The AI tools exist. The willingness to cut costs exists. What most companies are missing is a system for redesigning how humans and AI work together so the operation gets better, not just cheaper. We wrote about how we did this ourselves in A1B: Customer Zero to AI-First, and the approach we’ve been building for clients is designed around exactly this problem. More on that soon.

Armstrong called it an inflection point. The companies redesigning around AI now, with real structures and real governance, will operate at a fundamentally different speed than the ones still debating where to start.

Is your organization being rebuilt around AI? Or is AI bolted onto the side?

— Damian

Here’s what went down this week.

Bleeding Edge

Early signals you should keep on your radar.

Anthropic signed a compute partnership with SpaceX, the latest in a run of capacity deals expanding its supply. Effective today, it doubled Claude Code’s 5-hour rate limits for Pro, Max, and Team, scrapped peak-hour throttling on Pro and Max, and lifted Opus API rate limits. Compute capacity may now decide who ships frontier features and who throttles users.

Big Tech is on pace to spend $700 billion on AI infrastructure this year, with no end to the buildout in sight. Google, Amazon, Microsoft, and Meta together plan roughly $725 billion of capex in 2026, up 77% from last year’s record. Hyperscaler commitments at this scale may shape compute pricing and capacity access for the next several years (or even the next decade).

Leading Edge

Proven moves you can copy today.

Microsoft Agent 365 hit general availability at $15 per user per month, extending Entra controls to Copilot Studio agents and even local agents on endpoint devices. Conditional Access is GA for delegated agents, with registry sync to AWS Bedrock and Google Cloud in preview. Shadow AI agents now have a sanctioned management plane that CIOs have been asking for.

Anthropic and OpenAI both launched private-equity-backed services arms within hours of each other, conceding that enterprise change management has become the bottleneck for revenue. Anthropic teamed with Blackstone, Hellman & Friedman, and Goldman Sachs on a $1.5 billion JV, while OpenAI closed a $10 billion vehicle anchored by TPG. Expect a wave of partner-led, vertical-specific AI deployments to follow.

Off the Ledge

Hype and headaches we’re steering clear of.

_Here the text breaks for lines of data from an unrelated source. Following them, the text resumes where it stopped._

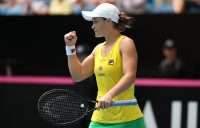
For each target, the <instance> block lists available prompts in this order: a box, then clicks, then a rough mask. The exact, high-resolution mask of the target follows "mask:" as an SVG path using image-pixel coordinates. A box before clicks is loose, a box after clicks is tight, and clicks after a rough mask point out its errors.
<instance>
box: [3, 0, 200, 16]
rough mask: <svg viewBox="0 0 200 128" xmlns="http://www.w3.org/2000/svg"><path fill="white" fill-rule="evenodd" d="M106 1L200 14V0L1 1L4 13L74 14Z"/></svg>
mask: <svg viewBox="0 0 200 128" xmlns="http://www.w3.org/2000/svg"><path fill="white" fill-rule="evenodd" d="M102 2H108V3H112V4H114V5H116V6H118V7H119V9H120V10H121V11H124V12H126V13H129V14H149V13H150V14H159V13H175V14H176V13H178V14H180V13H200V0H0V15H72V14H80V13H81V11H82V10H84V11H90V10H92V9H94V8H95V7H96V6H97V5H99V4H100V3H102Z"/></svg>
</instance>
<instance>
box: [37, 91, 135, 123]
mask: <svg viewBox="0 0 200 128" xmlns="http://www.w3.org/2000/svg"><path fill="white" fill-rule="evenodd" d="M96 103H97V101H92V100H89V99H87V98H85V97H82V96H80V95H78V94H76V93H75V92H74V91H71V90H67V89H53V90H49V91H47V92H45V93H44V94H43V95H42V96H41V97H40V98H39V100H38V112H39V114H40V116H41V117H42V118H43V119H44V120H46V121H47V122H49V123H50V124H53V125H58V126H66V125H68V124H71V123H74V122H77V121H79V120H80V119H82V118H83V117H85V116H86V115H87V114H89V113H90V112H92V111H94V110H96V109H97V108H96V107H94V108H92V109H89V108H90V106H91V104H96ZM129 105H137V100H136V99H134V100H121V101H113V102H112V105H111V106H129Z"/></svg>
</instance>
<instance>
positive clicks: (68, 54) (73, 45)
mask: <svg viewBox="0 0 200 128" xmlns="http://www.w3.org/2000/svg"><path fill="white" fill-rule="evenodd" d="M65 48H66V54H67V55H68V56H69V55H74V54H76V48H75V45H72V46H66V47H65Z"/></svg>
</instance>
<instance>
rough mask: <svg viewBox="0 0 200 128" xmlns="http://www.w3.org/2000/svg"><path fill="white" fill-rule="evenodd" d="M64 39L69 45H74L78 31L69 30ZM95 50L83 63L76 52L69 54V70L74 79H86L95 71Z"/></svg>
mask: <svg viewBox="0 0 200 128" xmlns="http://www.w3.org/2000/svg"><path fill="white" fill-rule="evenodd" d="M64 39H65V42H66V45H67V46H73V45H75V44H76V41H77V36H76V33H75V32H74V31H73V32H69V33H67V34H66V35H65V36H64ZM94 51H95V50H93V52H92V53H91V54H90V55H89V56H88V57H86V58H85V60H84V61H83V62H82V63H81V62H80V61H79V59H78V57H77V55H76V54H72V55H68V56H67V58H68V67H69V71H70V74H71V76H72V79H73V80H74V81H76V82H79V81H81V80H84V79H86V78H88V77H89V76H91V75H92V74H93V73H94Z"/></svg>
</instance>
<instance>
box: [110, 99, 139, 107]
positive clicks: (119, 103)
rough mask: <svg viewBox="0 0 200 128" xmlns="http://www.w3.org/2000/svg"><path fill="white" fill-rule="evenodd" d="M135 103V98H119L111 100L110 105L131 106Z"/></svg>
mask: <svg viewBox="0 0 200 128" xmlns="http://www.w3.org/2000/svg"><path fill="white" fill-rule="evenodd" d="M131 105H137V100H136V99H134V100H120V101H113V102H112V105H111V106H131Z"/></svg>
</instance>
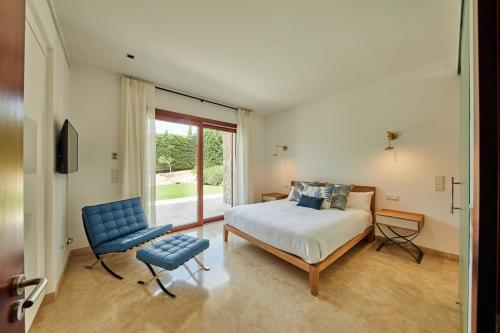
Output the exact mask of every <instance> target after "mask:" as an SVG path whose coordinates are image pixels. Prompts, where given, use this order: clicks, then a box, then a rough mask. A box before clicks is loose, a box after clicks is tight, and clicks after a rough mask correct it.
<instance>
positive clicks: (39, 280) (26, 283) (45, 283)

Five major publishers and Scott Turow sued Meta over its use of pirated books to train Llama. The class action alleges Meta pulled material from LibGen and Anna’s Archive with Zuckerberg’s personal sign-off, with Hachette, Macmillan, McGraw Hill, Elsevier, and Cengage among the plaintiffs. Anthropic settled a similar case for $1.5 billion last year, and the bill for training data may keep climbing.

South Africa pulled its draft national AI policy after journalists discovered the document had cited fictional academic sources. At least six of 67 references were fabricated, pointing either to journals that do not exist or to real journals where the cited papers were never published. The irony of an AI policy hallucinating its own footnotes should make every cabinet office (or maybe every office In general) double-check its briefs.